GFR = Kf [(P_gc − P_bs) + (π_bs − π_gc)]

Kf = filtration coefficient

P = hydrostatic pressure

p = oncotic pressure

gc = glomerular capillaries

bs = Bowman space

The filtration coefficient Kf depends on characteristics of the glomerular capillary walls, such as total surface area and permeability. Thus processes that promote loss of glomeruli, such as glomerulosclerosis, or thickening of the capillary walls, such as diabetes mellitus, lower the GFR.

P_gc depends on systemic arterial pressure and the resistance in the afferent and efferent arterioles. It is constant along the length of the glomerular capillaries.

π_gc depends on plasma oncotic pressure, and it increases as fluid approaches the efferent arteriole because removal of plasma fluid concentrates nonfilterable proteins. As p_gc increases, the forces favoring and opposing filtration eventually become equal. This point is known as filtration equilibrium.

Both P_gc and π_gc change in response to constriction or dilation of the afferent and efferent arterioles. For example, constriction of the efferent arteriole increases P_gc but reduces renal plasma flow, which slows the rate at which blood passes through the glomerular capillaries. Because plasma therefore spends more time in contact with the filtration surface, π_gc rises more rapidly along the length of the capillaries. Thus the GFR remains largely constant because the changing hydrostatic and oncotic forces are balanced. In contrast, constriction of the afferent arteriole decreases P_gc and causes an earlier rise in π_gc, decreasing the GFR. Finally, dilation of the afferent arteriole increases P_gc and causes a later rise in π_gc, increasing the GFR.

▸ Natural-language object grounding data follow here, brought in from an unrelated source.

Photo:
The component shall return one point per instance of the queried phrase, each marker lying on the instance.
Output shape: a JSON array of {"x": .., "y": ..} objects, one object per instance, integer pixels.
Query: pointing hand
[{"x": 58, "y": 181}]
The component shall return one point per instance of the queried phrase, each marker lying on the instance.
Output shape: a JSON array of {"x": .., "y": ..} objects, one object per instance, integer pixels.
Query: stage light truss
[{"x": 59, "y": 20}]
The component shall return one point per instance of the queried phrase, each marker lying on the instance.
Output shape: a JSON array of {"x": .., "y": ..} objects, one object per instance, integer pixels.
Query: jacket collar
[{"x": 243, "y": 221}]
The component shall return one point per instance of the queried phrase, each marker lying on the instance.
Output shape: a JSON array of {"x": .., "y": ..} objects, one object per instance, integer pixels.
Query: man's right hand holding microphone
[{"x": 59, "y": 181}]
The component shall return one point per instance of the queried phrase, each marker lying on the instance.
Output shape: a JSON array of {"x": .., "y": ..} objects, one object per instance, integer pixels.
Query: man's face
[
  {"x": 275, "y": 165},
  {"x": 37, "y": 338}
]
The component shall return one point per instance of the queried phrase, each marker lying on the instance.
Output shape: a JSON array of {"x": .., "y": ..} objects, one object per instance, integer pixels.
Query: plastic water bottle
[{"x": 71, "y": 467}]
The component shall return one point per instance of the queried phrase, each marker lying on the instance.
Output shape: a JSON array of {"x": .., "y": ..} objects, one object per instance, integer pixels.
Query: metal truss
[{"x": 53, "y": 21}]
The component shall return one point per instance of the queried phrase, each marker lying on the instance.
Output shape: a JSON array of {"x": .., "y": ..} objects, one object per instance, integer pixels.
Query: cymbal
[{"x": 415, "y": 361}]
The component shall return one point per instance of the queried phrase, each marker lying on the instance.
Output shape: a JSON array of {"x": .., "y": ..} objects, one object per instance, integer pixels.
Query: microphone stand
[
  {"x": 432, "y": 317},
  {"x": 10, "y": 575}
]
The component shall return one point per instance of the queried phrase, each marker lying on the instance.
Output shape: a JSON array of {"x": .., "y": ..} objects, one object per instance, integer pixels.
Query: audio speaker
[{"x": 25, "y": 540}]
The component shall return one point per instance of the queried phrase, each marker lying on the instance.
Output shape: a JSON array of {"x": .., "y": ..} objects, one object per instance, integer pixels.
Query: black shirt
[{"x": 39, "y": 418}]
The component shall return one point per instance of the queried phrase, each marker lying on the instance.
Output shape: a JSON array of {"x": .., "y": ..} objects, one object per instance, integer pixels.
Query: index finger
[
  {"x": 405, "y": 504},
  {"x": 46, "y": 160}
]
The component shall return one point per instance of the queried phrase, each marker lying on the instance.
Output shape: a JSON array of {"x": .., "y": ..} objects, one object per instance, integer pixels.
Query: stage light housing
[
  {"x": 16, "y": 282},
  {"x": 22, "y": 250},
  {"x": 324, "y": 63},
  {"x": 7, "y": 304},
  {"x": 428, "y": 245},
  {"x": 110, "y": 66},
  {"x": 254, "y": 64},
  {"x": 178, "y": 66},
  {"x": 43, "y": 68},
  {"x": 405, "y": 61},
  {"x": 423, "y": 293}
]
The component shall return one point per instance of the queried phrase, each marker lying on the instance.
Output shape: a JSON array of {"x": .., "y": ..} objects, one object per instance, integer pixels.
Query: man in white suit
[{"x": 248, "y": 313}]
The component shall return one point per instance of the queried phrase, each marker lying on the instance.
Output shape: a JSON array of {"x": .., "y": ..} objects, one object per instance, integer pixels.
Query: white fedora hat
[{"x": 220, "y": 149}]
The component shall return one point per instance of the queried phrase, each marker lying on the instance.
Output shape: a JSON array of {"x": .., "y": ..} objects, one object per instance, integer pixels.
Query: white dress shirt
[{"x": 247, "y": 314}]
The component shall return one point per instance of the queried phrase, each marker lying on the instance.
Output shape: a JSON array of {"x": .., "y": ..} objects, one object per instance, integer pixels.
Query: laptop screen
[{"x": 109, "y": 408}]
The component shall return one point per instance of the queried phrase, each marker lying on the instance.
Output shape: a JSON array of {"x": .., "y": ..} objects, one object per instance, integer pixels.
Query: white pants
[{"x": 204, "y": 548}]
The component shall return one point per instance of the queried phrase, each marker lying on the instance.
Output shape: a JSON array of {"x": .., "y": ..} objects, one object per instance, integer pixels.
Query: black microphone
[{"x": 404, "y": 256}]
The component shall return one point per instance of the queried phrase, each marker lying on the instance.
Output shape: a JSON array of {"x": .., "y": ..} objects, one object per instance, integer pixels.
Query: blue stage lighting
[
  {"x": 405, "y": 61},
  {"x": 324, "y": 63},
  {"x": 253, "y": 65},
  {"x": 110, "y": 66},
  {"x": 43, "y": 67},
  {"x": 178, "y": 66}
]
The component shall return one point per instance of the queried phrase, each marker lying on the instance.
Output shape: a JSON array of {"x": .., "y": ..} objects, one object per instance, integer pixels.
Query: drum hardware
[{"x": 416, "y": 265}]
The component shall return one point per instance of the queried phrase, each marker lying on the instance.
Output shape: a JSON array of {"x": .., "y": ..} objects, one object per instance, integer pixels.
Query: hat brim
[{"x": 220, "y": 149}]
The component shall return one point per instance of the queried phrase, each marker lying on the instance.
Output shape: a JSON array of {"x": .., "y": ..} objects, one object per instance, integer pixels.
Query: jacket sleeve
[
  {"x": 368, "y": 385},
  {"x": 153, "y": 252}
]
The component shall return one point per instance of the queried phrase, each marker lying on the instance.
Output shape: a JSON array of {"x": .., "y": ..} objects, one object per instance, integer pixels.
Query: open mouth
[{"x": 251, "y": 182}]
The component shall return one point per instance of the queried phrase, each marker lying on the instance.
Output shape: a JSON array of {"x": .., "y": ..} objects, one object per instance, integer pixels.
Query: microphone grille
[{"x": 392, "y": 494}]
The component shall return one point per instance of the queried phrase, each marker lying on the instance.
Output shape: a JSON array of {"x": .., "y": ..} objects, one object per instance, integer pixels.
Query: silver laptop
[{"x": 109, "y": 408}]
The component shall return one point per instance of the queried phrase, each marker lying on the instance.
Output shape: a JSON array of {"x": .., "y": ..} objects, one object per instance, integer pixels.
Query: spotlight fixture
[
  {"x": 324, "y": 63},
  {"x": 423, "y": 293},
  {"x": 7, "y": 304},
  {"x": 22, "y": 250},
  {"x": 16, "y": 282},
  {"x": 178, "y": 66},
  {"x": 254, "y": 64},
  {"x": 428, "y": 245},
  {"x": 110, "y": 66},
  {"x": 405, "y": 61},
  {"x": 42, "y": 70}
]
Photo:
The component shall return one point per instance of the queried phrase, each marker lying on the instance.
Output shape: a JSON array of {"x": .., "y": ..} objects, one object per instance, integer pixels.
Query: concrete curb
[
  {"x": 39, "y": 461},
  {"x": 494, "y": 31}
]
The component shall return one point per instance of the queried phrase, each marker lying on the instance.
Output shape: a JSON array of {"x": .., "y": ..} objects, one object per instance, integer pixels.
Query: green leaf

Several agents alter tone in the afferent vessels. The most important include angiotensin II (AII), which preferentially constricts the efferent arteriole, maintaining the GFR constant; norepinephrine (i.e., sympathetic input), which constricts both afferent and efferent arterioles, reducing the GFR; atrial natriuretic peptide (ANP), which dilates the afferent arteriole and constricts the efferent arteriole, increasing the GFR; and prostaglandins, which dilate the afferent arteriole, increasing the GFR.

Under normal circumstances, the pressures in Bowman’s space are less variable and less important than those in the glomerular capillaries. P_bs depends on pressures throughout the urinary collecting system and may be increased in the presence of a urine outflow obstruction. Normally, π_bs is negligible.